病弱だった栞を運命に囚われた姫に置き換えて、妙に感情を込めて話してたわね?」
「さすが香里、見抜いていたか。
 今でならこんな話もできるかな〜と思ってな」
「そうね。だから、相沢君のペルセウス王子と栞のアンドロメダ姫のキャストを思いついたのよ」
「お姉ちゃん、ひょっとしてそこまで計算済み?」
「はいはい、実体験の感情を込めて演技すればいいんでしょ?
 だから俺は栞を助けにいくと」
「相沢君、よく分かってるじゃない。
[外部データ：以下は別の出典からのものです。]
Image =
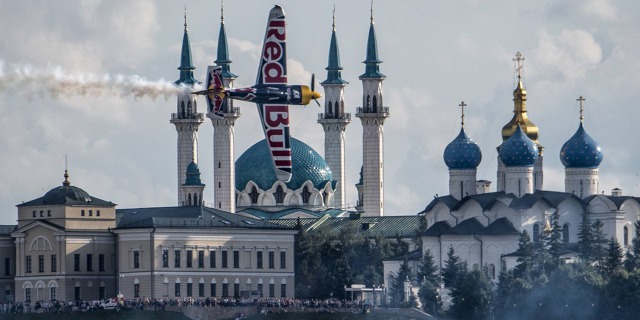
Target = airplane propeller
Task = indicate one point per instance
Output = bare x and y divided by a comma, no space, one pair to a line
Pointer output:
313,85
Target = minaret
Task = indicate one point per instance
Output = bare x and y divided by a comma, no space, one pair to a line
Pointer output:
462,156
581,155
372,115
186,119
224,193
531,130
334,121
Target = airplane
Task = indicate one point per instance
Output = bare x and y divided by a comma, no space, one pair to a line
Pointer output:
271,93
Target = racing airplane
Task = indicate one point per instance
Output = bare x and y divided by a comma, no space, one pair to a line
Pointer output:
271,93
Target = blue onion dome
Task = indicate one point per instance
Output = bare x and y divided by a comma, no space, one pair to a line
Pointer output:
256,165
462,153
581,151
519,150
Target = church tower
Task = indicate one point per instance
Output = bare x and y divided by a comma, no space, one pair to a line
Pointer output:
462,156
334,121
372,115
186,119
521,119
224,193
581,156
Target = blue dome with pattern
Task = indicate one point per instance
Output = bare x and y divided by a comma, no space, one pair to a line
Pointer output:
581,151
256,165
518,150
462,153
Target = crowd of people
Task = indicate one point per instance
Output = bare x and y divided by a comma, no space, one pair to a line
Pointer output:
264,304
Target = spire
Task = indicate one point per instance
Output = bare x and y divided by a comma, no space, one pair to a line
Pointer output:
372,63
334,75
186,67
520,107
222,59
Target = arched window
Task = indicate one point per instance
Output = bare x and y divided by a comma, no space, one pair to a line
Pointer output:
374,105
565,233
625,238
279,194
254,195
305,195
536,233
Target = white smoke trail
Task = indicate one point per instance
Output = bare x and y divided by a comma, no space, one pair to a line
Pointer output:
55,82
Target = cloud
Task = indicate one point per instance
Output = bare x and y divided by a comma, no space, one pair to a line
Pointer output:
572,52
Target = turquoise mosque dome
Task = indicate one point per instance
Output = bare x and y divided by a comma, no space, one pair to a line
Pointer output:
518,150
256,165
581,151
462,153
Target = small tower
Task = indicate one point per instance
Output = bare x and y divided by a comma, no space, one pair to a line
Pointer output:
372,115
224,193
518,154
520,118
334,121
581,155
186,119
193,187
462,156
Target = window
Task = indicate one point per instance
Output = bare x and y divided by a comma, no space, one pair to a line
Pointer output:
176,259
101,262
165,258
259,260
189,259
136,259
200,259
254,195
212,259
283,260
54,263
27,264
305,195
89,262
224,259
236,259
279,195
625,236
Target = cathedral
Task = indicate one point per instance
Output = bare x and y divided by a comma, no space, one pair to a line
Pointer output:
69,245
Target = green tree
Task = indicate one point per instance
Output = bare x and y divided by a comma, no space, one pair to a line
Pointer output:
472,296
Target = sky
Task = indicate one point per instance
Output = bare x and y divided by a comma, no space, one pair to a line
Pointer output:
68,68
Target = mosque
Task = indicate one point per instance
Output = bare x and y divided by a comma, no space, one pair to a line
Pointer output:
70,245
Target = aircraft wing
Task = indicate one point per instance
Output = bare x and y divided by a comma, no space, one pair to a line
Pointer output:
275,122
273,63
273,71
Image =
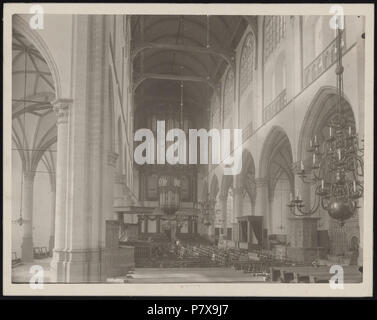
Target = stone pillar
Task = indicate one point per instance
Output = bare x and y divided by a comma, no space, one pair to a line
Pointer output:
111,167
62,108
80,226
262,202
224,214
118,189
238,210
27,215
52,223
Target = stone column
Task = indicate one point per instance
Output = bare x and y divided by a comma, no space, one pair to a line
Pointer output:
223,205
61,107
118,189
262,206
111,167
80,202
27,215
238,210
52,223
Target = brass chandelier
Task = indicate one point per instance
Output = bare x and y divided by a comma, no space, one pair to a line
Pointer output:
337,165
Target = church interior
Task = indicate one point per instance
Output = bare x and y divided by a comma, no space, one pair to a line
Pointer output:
86,211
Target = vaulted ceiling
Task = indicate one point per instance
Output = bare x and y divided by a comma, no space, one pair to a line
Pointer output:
34,122
173,48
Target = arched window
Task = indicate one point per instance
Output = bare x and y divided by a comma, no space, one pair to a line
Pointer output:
228,93
247,62
274,31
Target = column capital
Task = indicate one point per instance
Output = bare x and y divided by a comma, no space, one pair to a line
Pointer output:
261,182
61,108
112,157
119,178
29,175
238,191
222,197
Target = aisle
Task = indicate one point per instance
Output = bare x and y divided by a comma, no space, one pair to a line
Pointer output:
189,275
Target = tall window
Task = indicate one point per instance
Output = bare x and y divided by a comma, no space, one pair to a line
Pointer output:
247,62
228,94
274,31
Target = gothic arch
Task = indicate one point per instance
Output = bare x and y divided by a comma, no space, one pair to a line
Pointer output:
320,110
276,168
247,62
19,24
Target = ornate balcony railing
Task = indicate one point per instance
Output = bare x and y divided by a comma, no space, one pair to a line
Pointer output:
275,106
321,63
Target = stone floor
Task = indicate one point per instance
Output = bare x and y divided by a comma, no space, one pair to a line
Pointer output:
190,275
21,274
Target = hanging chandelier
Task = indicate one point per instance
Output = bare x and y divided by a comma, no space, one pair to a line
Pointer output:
337,165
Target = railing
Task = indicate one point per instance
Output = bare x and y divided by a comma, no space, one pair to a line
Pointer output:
322,62
275,106
142,252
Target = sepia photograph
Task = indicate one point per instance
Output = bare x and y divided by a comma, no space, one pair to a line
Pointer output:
207,149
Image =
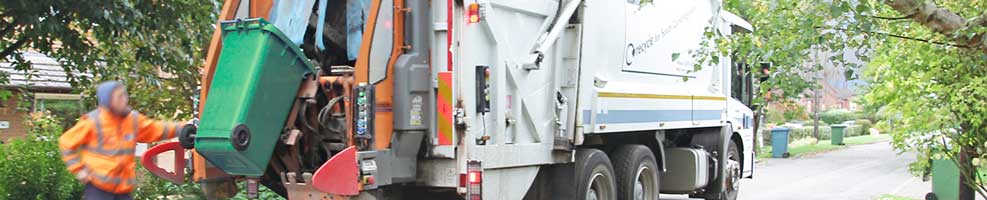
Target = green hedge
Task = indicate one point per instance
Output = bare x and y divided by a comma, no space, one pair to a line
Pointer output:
31,167
836,116
825,133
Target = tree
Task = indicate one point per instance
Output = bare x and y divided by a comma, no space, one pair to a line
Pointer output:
135,41
926,66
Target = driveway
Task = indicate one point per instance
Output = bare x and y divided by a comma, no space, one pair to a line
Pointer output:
857,172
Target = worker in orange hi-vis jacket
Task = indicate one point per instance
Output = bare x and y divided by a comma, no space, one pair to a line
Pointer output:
99,149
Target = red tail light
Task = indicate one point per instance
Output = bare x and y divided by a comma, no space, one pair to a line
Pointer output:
472,180
474,13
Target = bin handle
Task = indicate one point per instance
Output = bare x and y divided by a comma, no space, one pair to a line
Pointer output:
178,177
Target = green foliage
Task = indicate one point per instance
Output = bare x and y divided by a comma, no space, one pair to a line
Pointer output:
935,90
836,116
865,125
135,41
31,168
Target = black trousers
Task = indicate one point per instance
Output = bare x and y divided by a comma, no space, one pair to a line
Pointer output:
94,193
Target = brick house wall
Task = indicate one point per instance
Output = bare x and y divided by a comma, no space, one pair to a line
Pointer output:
10,113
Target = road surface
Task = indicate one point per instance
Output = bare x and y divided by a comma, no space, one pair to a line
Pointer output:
858,172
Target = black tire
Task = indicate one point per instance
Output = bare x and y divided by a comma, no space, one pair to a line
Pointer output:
594,176
732,187
240,137
733,175
637,173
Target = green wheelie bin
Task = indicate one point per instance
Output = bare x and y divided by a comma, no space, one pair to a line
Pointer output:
838,132
254,86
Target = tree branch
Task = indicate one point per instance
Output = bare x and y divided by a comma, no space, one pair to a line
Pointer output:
6,27
13,47
893,18
941,20
903,37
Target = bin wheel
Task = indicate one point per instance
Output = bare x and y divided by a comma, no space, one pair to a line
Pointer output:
240,137
187,136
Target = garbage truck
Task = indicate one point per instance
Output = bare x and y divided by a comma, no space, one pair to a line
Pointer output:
460,99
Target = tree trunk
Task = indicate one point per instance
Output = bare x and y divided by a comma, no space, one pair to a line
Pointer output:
942,21
967,172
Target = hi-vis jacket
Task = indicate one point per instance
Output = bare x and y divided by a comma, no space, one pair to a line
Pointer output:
103,144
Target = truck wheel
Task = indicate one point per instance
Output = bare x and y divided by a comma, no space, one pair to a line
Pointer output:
594,175
734,173
637,173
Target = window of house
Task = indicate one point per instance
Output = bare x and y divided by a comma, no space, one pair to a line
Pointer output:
67,107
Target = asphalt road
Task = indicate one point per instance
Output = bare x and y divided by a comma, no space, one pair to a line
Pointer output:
857,172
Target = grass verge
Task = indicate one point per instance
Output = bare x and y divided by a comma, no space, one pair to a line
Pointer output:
893,197
825,145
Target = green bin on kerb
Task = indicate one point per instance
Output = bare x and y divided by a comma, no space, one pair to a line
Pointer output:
253,88
838,132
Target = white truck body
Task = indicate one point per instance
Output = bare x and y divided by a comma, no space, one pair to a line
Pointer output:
609,70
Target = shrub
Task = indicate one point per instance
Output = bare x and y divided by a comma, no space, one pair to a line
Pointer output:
865,125
836,116
32,168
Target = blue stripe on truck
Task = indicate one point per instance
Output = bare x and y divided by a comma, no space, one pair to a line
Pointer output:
645,116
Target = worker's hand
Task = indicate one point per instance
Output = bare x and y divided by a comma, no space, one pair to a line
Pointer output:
82,176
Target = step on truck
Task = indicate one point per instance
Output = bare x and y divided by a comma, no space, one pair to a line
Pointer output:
463,99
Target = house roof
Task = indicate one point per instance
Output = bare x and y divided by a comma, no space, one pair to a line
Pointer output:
46,73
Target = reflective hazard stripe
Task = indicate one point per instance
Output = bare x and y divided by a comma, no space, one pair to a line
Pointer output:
115,152
99,147
70,152
164,132
72,162
114,180
94,115
131,135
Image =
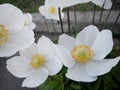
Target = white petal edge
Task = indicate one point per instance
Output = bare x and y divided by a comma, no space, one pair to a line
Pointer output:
45,47
22,39
103,45
29,52
37,77
8,49
65,56
79,74
100,67
53,65
18,67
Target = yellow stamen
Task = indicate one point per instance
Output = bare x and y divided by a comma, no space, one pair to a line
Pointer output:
52,10
82,53
37,60
3,34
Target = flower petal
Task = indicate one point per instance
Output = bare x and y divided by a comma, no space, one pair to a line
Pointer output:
66,41
87,36
7,49
54,61
19,67
29,52
102,45
11,17
100,67
78,73
45,47
65,56
37,77
22,39
28,18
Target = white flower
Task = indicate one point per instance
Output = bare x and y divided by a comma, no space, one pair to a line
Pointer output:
68,3
50,10
28,21
13,35
84,56
35,63
107,3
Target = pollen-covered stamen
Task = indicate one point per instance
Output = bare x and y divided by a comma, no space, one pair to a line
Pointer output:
3,34
52,10
82,53
37,60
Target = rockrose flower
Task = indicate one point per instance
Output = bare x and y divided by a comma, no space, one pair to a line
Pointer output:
84,56
35,63
13,35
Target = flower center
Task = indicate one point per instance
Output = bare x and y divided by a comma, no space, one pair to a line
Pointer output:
82,53
52,10
3,34
37,60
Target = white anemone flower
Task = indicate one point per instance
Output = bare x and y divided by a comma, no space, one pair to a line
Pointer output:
35,63
13,35
84,56
69,3
107,3
50,10
28,21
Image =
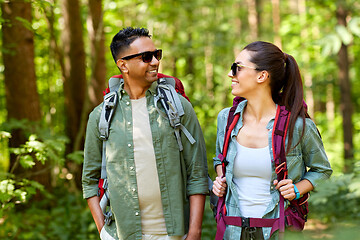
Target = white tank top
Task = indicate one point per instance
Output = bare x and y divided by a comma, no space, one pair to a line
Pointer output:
252,176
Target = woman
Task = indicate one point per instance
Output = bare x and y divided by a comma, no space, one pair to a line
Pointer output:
266,77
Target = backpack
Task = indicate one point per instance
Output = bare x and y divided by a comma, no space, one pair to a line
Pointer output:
167,94
295,215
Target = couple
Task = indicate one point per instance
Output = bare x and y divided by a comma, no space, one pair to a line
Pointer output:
157,191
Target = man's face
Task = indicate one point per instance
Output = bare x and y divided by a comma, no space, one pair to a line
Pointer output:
139,72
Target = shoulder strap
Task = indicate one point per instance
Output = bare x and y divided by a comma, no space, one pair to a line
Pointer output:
107,112
170,100
279,132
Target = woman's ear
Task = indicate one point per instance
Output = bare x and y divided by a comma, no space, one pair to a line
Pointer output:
122,66
263,76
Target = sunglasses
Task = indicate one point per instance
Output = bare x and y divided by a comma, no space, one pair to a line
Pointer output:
236,66
146,56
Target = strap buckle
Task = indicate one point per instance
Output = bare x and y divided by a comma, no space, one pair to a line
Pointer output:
245,222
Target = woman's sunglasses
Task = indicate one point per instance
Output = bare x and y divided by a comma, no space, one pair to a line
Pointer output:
146,56
235,66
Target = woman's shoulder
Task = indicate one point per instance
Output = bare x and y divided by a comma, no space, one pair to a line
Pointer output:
310,125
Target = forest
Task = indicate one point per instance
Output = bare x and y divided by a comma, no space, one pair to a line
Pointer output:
55,63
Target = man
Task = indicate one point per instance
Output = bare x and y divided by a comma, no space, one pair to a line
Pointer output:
156,191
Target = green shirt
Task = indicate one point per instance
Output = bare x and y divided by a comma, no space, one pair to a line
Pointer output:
181,174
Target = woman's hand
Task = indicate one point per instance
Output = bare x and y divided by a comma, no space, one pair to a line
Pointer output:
219,186
286,188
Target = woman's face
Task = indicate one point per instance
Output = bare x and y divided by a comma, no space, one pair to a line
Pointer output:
245,81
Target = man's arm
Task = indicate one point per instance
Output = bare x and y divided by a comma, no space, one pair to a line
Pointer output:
96,212
197,203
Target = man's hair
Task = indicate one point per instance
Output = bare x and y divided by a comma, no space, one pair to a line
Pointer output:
122,40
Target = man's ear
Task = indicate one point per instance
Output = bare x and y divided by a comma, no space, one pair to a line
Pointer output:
122,65
263,76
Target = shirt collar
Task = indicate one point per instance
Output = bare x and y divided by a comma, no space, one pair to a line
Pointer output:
241,107
152,89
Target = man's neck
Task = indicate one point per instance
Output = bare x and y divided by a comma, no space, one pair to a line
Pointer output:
135,91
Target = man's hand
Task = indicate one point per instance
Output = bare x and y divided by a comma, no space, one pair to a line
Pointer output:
219,186
197,203
96,212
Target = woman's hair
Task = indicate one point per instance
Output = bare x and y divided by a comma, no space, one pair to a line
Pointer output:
285,81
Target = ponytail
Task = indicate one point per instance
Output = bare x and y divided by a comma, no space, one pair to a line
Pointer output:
286,84
292,97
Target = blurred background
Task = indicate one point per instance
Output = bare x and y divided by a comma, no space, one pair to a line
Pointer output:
55,62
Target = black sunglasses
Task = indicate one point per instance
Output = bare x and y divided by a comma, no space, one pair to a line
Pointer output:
146,56
235,66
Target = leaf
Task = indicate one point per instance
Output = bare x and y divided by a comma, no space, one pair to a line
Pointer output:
331,44
344,34
27,161
77,156
354,26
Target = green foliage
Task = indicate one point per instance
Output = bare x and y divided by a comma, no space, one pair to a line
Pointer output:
61,216
338,198
4,150
16,190
14,193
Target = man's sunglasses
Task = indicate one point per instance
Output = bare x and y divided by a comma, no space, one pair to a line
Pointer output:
146,56
236,66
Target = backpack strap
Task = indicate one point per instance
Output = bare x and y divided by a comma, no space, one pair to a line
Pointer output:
278,141
107,112
170,100
221,207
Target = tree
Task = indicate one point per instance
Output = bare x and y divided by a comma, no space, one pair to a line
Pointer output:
345,92
22,99
75,85
96,34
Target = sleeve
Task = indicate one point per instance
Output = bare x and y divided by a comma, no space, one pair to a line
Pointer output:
221,119
194,154
314,155
92,156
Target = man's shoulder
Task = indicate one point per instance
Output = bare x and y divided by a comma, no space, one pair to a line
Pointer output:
96,112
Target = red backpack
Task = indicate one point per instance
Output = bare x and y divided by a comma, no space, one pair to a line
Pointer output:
295,215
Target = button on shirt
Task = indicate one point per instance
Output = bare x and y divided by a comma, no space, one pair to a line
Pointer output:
180,174
309,153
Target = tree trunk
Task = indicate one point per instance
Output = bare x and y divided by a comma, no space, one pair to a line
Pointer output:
75,84
97,40
276,22
253,19
345,92
74,69
22,98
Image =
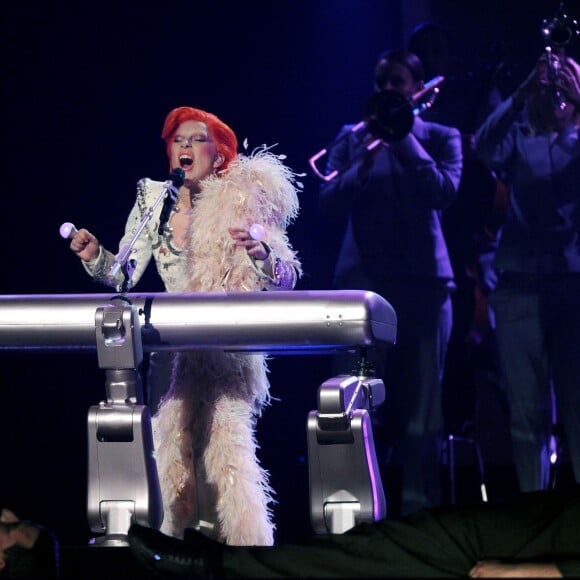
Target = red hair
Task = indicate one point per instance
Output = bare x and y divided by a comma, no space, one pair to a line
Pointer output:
225,139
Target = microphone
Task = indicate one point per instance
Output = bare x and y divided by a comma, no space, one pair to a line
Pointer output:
67,230
175,181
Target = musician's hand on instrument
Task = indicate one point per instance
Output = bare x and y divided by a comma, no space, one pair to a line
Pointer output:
84,245
243,239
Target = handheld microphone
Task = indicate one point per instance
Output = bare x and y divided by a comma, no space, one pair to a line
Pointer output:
67,230
175,181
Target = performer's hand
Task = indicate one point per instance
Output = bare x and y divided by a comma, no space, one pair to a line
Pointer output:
496,569
242,239
85,245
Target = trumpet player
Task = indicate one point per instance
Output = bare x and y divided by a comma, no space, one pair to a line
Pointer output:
532,138
391,198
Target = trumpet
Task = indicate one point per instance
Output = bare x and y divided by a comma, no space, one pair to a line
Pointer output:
387,117
557,33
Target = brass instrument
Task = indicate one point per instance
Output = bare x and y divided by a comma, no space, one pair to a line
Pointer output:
557,33
387,117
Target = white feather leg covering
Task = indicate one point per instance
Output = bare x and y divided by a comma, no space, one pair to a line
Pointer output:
172,438
211,409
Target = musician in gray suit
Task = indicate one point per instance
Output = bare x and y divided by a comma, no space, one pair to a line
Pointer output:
391,199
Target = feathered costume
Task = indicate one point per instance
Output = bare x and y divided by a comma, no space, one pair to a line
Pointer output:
204,429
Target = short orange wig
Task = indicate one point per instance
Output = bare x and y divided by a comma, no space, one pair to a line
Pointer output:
225,139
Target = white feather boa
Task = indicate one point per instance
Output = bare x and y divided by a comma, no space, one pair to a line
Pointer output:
204,428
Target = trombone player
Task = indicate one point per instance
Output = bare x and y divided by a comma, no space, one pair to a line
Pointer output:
391,195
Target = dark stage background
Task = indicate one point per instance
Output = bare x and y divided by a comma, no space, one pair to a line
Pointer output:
86,87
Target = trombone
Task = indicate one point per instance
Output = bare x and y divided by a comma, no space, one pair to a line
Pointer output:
388,117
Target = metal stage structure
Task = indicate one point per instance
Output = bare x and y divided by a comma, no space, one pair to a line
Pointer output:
123,486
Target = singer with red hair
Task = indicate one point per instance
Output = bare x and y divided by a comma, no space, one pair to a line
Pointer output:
203,430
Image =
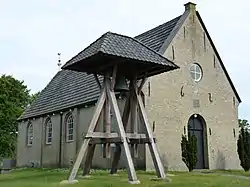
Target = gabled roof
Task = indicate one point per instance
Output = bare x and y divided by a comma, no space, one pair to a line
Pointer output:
70,88
155,38
218,56
67,89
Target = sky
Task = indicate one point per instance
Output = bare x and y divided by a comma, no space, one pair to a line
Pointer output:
33,32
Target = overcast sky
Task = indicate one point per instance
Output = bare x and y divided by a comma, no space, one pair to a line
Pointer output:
33,32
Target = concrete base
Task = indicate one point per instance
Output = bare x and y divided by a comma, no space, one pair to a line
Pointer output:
134,182
68,182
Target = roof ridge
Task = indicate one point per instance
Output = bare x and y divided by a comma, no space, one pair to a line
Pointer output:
157,26
85,48
144,46
104,37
それに舞台衣装も似合いそうよ」

「その代わり、王妃は香里が演じろよ?
 普段から妹を自慢しているから、王妃にはぴったりだろ?」
「……・この王妃ってシンデレラを虐める役のような口の悪い意地悪な役柄よ」
「それって名案です♪」
「し・お・り! 今晩の夕食はカレーに決まりね」
「えぅー、お姉ちゃん〜〜〜〜」

俺は二人の会話を聞いて腹を抱えて笑っていた。

そして、心の底では……
死の運命から奇跡的に回復した栞の元気な表情と、今の姉妹の仲の良さを眺めるにつれ、
(俺はペルセウスになれたのかな?)なんて思っていた。
それにしても、あんなに妹を拒絶して苦しんでいた香里も、今では、シスコンとまで言われる程の変貌ぶりを見せてすっかり妹にぞっこんなんだから、世の中何が起こるかわからないよな。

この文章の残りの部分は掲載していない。